FORWARD THINKING
Question
Are you living for your future self—or forgetting the one who’s here right now?
My Perspective
In a previous post, I talked about prioritising later (The One Rule). It is a mindset that tells you to act today in service of your future self. That idea is excellent. It’s one of the clearest ways to build a meaningful life: make choices now that your future self will look back on and say, “Thanks for that.”
But here’s the tension:
What about you right now?
What happens when all your life becomes preparation for some later day that never seems to arrive?
This is the tug-of-war we all live in.
One rope is tied to the future. The other is anchored in the now. And the tension between the two is the whole point.
You’re not meant to find some perfect balance and hold it forever. That’s a myth.
You’re meant to feel the tension and respond to it.
Sometimes that means pulling yourself out of indulgence and saying, “Time to get disciplined.”
Other times, it means letting go of the grind and saying, “I’m allowed to enjoy this.”
The key is not perfect balance; it’s honest correction.
Because the truth is, life moves in waves. We drift. We overcorrect. We sprint. We stall.
And that’s okay, as long as we notice it.
The danger isn’t being off-course.
The danger is staying off-course without realizing it.
If you always delay gratification, you risk never actually experiencing joy. You’ll be chasing a future that keeps moving the finish line.
If you always indulge the moment, you risk waking up one day with no foundation for the life you wanted to build.
The trick is this:
Prioritising later is a gift to your future self.
Enjoying the now is a gift to your present self.
And the healthiest lives aren’t lived on one side—they’re lived in the tension between both.
That tension will stretch you. That’s good. That’s where growth lives.
Knowing yourself helps.
If you’re more cognitive, you may naturally default to the long game and avoid the now.
If you’re more emotionally sensitive, you may remain rooted in the moment and neglect the future.
But neither side is the whole truth.
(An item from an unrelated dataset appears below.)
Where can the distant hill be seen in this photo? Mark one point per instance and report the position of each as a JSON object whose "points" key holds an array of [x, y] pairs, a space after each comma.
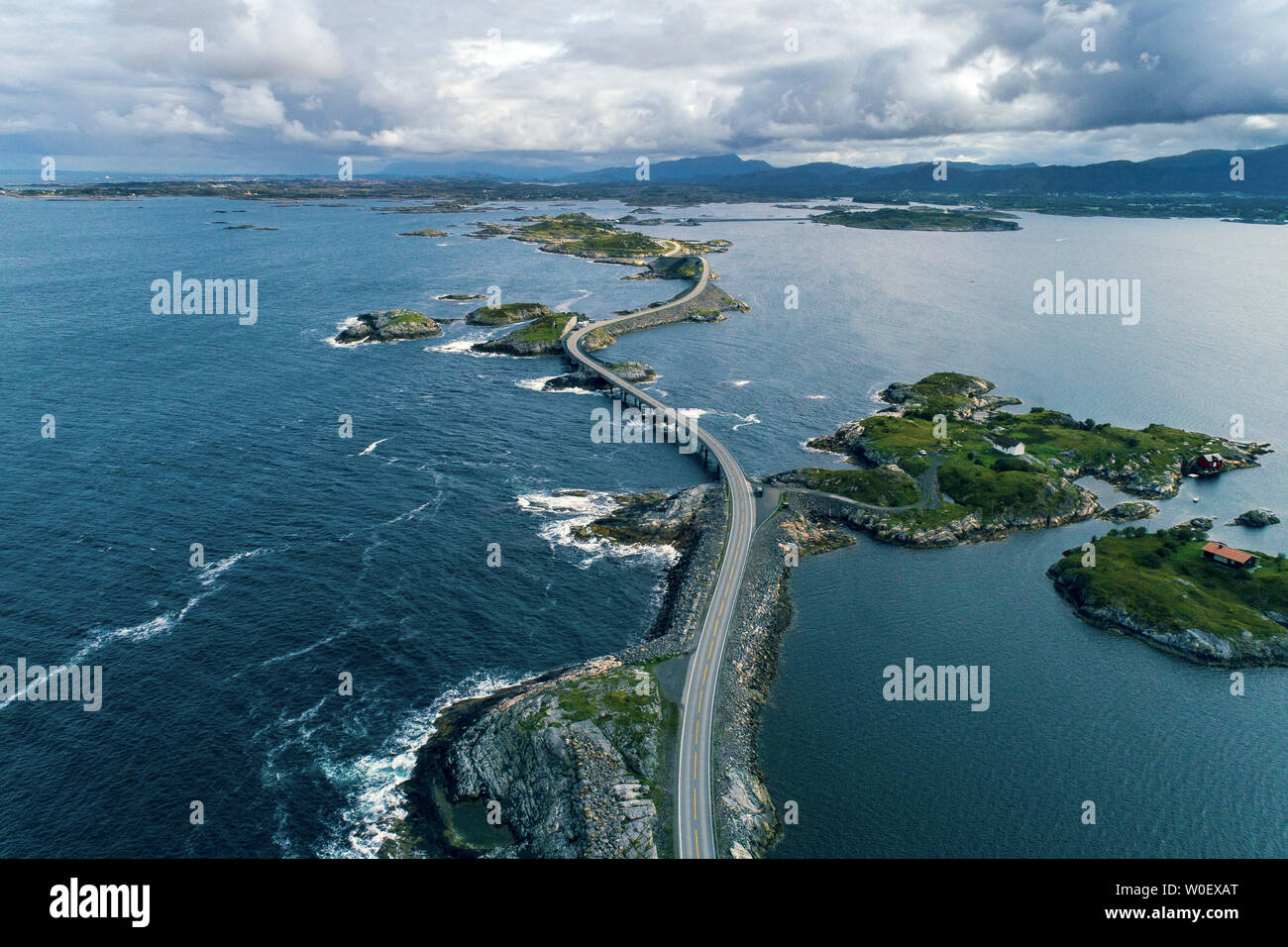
{"points": [[699, 169], [1194, 172], [1198, 171]]}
You need both. And chances are, you’ll need to work harder in the direction that feels less natural.
This isn’t a one-time decision.
It’s a continual awareness.
A regular gut-check.
A practice of asking:
Have I been living too much for tomorrow and forgetting today?
Or have I been living too much for today and ignoring tomorrow?
When you hold that tension well, life feels full. Present and purposeful. Grounded and growing.